Hi, I'm new to Rust, but an old hand with Haskell and C++. I am currently implementing the algorithms from the 'Iterators' chapter of Stepanov's "Elements of Programming" to see how well Rust copes with the kind of generic programming I want to do. I have two algorithms, and I am puzzled by the difference in behaviour. Here they are (note: this is using an iterator trait implemented like a C++ iterator, not the standard Rust one. At the moment I am interested in replicating the algorithms as they are, rather than implementing safe versions, and in any case I am interested in iterators with static safety guarantees, not runtime range checks).
pub fn for_each<I, P>(f : &I, l : &I, mut p : P) -> P
where I : Iterator + Readable, P : FnMut(&I::value_type) {
let mut i = (*f).clone();
while i != *l {
p(i.source());
i = i.successor();
}
p
}
pub fn reduce_nonempty<I, Op, F, D>(f : &I, l : &I, mut op : Op, mut fun : F) -> D
where I : Iterator + Readable, Op : FnMut(D, D) -> D, F : FnMut(&I) -> D {
let mut i = (*f).clone();
let mut r = fun(&i);
while i != *l {
r = op(r, fun(&i));
i = i.successor();
}
r
}
Note: both 'P' in the first, and 'F' in the second example are function traits that borrow their argument. Now I try and test both of these (I can post extra code if necessary, but I am trying to keep this to just the relevant bits):
let mut s : i64 = 0;
for_each(&f, &l, |&v| s += v);
assert_eq!(s, 6);
(aside: I wonder if I should be cloning 'v' here as '+=' takes ownership of the rhs?, is there a silent copy because the value is an integer? Is there any way to disable all silent copying, so that everything, even integers, have to be explicitly cloned? Otherwise I may get weird move errors when using generic functions with uncopyable objects)

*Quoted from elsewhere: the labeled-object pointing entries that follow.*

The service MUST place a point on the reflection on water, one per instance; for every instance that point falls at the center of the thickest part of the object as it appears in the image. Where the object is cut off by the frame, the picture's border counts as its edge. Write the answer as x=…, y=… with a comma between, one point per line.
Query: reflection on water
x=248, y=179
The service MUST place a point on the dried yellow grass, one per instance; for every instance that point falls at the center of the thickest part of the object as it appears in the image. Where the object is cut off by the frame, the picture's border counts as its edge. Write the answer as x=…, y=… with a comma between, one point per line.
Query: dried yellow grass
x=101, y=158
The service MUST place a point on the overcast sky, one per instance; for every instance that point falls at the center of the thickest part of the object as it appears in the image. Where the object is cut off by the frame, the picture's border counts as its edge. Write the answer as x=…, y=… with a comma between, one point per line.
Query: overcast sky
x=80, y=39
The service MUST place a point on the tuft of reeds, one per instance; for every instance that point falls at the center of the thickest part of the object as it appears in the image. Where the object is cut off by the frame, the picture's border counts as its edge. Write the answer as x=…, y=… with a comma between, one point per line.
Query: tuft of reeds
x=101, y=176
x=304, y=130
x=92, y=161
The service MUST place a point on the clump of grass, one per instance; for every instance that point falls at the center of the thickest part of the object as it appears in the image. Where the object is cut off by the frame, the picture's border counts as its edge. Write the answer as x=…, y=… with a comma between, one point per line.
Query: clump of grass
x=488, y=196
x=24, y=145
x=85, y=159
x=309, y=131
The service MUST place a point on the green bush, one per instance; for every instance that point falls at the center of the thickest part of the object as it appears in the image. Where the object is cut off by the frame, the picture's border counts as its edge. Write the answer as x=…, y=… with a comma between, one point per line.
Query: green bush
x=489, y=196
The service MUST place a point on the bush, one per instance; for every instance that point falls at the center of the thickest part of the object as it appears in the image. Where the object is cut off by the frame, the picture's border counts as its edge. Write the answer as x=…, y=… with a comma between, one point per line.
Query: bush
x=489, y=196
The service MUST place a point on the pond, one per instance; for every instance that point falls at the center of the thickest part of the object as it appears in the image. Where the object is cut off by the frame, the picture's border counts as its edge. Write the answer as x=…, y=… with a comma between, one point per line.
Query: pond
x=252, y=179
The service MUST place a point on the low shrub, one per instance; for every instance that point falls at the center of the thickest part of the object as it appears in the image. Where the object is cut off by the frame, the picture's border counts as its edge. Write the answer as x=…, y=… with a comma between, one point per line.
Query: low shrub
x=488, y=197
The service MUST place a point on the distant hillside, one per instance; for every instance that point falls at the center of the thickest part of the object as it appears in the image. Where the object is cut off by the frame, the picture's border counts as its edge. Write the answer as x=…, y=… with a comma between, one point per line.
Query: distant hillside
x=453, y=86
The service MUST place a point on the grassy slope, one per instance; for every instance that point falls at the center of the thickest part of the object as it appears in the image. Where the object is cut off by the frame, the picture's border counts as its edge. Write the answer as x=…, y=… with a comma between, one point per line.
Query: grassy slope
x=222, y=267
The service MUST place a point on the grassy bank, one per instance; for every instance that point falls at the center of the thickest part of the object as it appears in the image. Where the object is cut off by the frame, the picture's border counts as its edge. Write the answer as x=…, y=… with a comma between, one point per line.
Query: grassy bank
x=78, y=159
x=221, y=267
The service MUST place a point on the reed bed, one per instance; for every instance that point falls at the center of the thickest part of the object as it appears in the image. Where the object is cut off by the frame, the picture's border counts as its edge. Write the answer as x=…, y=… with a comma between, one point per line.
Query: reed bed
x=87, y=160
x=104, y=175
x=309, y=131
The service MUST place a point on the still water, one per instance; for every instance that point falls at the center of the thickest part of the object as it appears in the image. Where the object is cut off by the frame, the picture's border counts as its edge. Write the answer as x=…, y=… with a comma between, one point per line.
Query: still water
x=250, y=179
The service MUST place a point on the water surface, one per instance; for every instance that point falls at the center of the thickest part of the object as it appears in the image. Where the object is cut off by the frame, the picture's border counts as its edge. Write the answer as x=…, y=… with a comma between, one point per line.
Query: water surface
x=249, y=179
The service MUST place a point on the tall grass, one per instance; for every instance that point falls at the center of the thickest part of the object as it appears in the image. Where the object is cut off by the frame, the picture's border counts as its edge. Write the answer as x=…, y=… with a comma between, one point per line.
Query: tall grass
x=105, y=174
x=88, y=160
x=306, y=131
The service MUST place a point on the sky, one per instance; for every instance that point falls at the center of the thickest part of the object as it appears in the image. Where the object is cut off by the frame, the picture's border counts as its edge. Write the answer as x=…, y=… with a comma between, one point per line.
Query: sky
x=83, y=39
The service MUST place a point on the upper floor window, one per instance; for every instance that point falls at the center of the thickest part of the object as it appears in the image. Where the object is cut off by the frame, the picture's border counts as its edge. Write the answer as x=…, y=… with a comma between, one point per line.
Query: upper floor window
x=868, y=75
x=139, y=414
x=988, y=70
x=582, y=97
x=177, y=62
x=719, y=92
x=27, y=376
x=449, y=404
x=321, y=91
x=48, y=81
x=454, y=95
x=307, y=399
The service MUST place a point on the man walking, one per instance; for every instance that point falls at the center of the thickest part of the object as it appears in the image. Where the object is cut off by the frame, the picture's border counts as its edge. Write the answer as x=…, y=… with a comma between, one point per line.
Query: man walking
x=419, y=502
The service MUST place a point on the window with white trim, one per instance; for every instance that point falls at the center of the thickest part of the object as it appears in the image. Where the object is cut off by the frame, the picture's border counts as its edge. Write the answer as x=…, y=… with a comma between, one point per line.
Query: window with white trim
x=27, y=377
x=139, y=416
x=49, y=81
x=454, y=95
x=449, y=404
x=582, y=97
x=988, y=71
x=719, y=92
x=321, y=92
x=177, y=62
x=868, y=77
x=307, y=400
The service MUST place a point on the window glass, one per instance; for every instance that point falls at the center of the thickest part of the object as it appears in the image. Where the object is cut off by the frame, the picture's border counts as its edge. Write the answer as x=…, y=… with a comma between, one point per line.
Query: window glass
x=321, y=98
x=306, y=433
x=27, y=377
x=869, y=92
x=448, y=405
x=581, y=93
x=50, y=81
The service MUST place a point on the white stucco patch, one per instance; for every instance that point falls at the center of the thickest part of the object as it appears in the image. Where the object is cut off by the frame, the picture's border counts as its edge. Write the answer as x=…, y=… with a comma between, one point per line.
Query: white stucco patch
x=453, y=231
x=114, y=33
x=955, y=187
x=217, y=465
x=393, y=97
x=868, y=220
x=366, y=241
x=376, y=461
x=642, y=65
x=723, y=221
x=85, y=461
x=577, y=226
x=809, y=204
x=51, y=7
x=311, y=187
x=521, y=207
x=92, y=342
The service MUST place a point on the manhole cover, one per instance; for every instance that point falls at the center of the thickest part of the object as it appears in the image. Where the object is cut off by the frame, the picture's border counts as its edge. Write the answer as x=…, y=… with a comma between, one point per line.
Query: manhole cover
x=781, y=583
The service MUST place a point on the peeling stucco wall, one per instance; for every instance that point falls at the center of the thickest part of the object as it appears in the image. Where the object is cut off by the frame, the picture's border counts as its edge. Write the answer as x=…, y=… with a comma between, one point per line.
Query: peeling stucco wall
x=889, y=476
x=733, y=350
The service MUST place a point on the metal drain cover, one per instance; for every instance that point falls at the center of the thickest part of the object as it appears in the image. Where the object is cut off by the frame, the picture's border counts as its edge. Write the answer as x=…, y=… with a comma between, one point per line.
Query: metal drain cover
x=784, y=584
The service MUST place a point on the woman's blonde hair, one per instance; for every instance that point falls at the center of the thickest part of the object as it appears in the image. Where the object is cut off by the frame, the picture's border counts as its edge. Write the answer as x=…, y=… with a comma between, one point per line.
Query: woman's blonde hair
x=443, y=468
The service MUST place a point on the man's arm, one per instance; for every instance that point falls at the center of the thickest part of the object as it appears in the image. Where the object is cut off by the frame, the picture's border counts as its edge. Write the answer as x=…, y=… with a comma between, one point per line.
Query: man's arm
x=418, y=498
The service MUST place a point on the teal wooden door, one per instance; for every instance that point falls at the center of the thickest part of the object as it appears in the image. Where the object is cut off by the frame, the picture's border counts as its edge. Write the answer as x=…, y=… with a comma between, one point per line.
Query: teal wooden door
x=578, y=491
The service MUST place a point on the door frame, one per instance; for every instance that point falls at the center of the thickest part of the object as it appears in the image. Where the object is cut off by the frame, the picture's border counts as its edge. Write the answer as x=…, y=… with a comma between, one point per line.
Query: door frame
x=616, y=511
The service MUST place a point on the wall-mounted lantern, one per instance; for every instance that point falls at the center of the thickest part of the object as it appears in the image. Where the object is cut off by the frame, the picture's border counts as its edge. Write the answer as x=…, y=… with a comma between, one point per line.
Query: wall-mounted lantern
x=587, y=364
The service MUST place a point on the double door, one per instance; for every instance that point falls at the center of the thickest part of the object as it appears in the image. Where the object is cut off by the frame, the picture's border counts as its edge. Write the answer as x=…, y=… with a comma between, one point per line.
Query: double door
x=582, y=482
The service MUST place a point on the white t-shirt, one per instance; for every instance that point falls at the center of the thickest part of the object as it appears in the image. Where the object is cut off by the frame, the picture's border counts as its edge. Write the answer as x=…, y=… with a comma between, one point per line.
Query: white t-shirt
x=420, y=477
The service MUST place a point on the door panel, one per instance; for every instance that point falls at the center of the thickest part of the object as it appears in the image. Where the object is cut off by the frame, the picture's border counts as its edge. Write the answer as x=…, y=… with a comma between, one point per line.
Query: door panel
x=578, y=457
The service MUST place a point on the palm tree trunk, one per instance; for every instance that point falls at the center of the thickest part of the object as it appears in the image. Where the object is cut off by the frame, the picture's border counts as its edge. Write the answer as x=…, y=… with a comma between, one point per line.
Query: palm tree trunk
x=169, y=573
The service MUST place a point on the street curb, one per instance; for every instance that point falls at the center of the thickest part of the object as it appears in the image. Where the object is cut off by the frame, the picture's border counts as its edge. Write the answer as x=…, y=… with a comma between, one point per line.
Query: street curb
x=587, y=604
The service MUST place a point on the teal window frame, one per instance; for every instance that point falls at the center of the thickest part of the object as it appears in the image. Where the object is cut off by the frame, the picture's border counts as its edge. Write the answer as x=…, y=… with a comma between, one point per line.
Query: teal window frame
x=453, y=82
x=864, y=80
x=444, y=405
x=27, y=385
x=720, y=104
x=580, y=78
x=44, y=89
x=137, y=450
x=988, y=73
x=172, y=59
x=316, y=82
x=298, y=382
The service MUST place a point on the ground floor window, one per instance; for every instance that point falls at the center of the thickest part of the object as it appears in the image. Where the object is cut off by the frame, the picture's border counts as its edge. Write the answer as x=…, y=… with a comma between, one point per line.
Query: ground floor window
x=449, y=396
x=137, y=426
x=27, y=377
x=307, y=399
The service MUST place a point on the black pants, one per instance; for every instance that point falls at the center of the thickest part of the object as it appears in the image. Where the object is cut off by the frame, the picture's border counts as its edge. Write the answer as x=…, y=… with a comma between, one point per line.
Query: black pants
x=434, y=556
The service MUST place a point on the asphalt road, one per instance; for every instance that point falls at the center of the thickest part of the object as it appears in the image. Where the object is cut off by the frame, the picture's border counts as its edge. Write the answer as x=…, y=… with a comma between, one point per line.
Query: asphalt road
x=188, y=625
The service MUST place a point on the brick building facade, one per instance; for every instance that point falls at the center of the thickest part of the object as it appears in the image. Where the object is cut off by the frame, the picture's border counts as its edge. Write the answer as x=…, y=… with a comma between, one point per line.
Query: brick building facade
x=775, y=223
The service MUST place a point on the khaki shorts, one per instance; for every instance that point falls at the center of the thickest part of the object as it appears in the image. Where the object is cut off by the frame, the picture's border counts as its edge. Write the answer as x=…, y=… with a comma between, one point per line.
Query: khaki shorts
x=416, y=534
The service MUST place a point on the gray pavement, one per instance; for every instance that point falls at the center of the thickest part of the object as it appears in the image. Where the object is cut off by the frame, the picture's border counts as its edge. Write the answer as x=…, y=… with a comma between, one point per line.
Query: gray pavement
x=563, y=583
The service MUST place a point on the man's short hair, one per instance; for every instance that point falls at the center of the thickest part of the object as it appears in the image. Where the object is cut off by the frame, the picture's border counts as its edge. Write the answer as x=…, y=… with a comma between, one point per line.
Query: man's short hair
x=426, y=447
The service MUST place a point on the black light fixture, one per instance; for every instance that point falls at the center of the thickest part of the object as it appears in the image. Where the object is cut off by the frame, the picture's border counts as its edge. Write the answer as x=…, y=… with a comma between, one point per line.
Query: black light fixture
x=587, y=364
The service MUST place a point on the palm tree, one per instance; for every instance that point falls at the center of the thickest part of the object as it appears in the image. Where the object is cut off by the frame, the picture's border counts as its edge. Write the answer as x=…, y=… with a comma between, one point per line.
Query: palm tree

Note: we have to borrow 'v' in the closure or we get a type mismatch (as expected). However with "reduce_nonempty" borrowing the argument produces an error and I have to write:
let r1 = reduce_nonempty(&f, &l, |a, b| a + b, |a| a.source().clone());
Alternatively this works:
let r1 = reduce_nonempty(&f, &l, |a, b| a + b, |&ref a| a.source().clone());
Why do the closures/function traits behave differently in these two examples?